The typical symptoms are pain around the attachment of the foot's tendon mirror (fascia plantaris), especially the medial part. The pain is well defined and occurs during weight bearing activities or during the first steps after rest. The walking pattern is changed to relieve pain. Ultrasound scan is used to confirm the diagnosis (thickened tendon mirror> 4 mm). The condition is described as inflammatory, but the relationship between the initial inflammatory condition and the chronic tendon mirror overload injury (fasciopathy) is unknown and marked by degenerative changes.
Although the majority of people improve within 1-2 years, the long-term prognosis is unknown. People with symptoms lasting > 7 months have poor prognosis and should be offered other treatment. Non-surgical treatment is often first-line of treatment followed by surgical treatment as second-line treatment.

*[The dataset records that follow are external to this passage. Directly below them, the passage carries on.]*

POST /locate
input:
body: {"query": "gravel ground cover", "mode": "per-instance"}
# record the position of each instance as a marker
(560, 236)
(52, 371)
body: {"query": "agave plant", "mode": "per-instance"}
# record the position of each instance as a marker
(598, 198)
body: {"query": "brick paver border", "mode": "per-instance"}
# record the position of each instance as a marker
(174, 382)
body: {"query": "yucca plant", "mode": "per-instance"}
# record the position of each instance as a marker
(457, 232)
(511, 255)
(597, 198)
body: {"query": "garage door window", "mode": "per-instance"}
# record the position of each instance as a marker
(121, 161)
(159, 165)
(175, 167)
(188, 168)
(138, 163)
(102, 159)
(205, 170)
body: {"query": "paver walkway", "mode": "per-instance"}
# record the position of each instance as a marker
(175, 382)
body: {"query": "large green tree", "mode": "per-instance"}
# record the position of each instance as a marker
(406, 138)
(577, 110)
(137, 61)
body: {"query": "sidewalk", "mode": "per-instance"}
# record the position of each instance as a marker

Microtenotomy coblation using a radiofrequency (RF) probe is a minimally invasive procedure for treating chronic PF. There have been no studies to show the effectiveness of such a procedure for plantar fasciitis
In this clinical trial we compare pain levels (FHSQ-DK) in people, who receive surgical treatment (radiofrequency microtenotomy + shoe inserts + patient education) and people who receive non-surgical treatment (strength training + shoe inserts + patient education) with a primary end-point at 6 months. The hypothesis is that surgical treatment is better than non-surgical treatment measured by FHSQ-DK (pain)
Description of the cohort
Eligable participants are men/woman older than 18 years. The inclusion criteria; VAS pain score > 30 within last 7 days, plantar heel pain> 7 months, palpation soreness fascia plantaris at heel, plantar heel pain during first steps (First-step sign) and able to read and understand Danish. The exclusion criteria; systemic diseases or neuropathy, diabetes, pregnant, previous heel surgery on same foot, cortisone injections within past 3 months, bilateral symptom onset within past 7 days, signs of tarsal tunnel, facia plantaris thickness of less than 4 mm, performed message / head recovery / stretching within the past month, any treatment for plantar pain within the past 3 months or other reasons
Data and biological material
The Foot Health Status Questionnaire (FHSQ), Visual Analog Scale (VAS-pain), Global Percieved Effect (GPE), Physical Activity Questionnaire (IPAQ), adherence, complications and side-effects
Collaborating researchers and departments
This will be a prospective, blinded, parallel-group trial with balanced randomization [1:1], in
accordance with CONSORT conducted at a single-site at Dept. of Orthopaedic Surgery and Traumatology, Kolding Hospital - part of Sygehus Lillebaelt, by associate professor, PhD, Carsten Jensen
Publications associated with the project
We will publish the study protocol at www.clinicaltrials.org or similar journal and expect one main paper and possible a paper on the explorative part of the trial.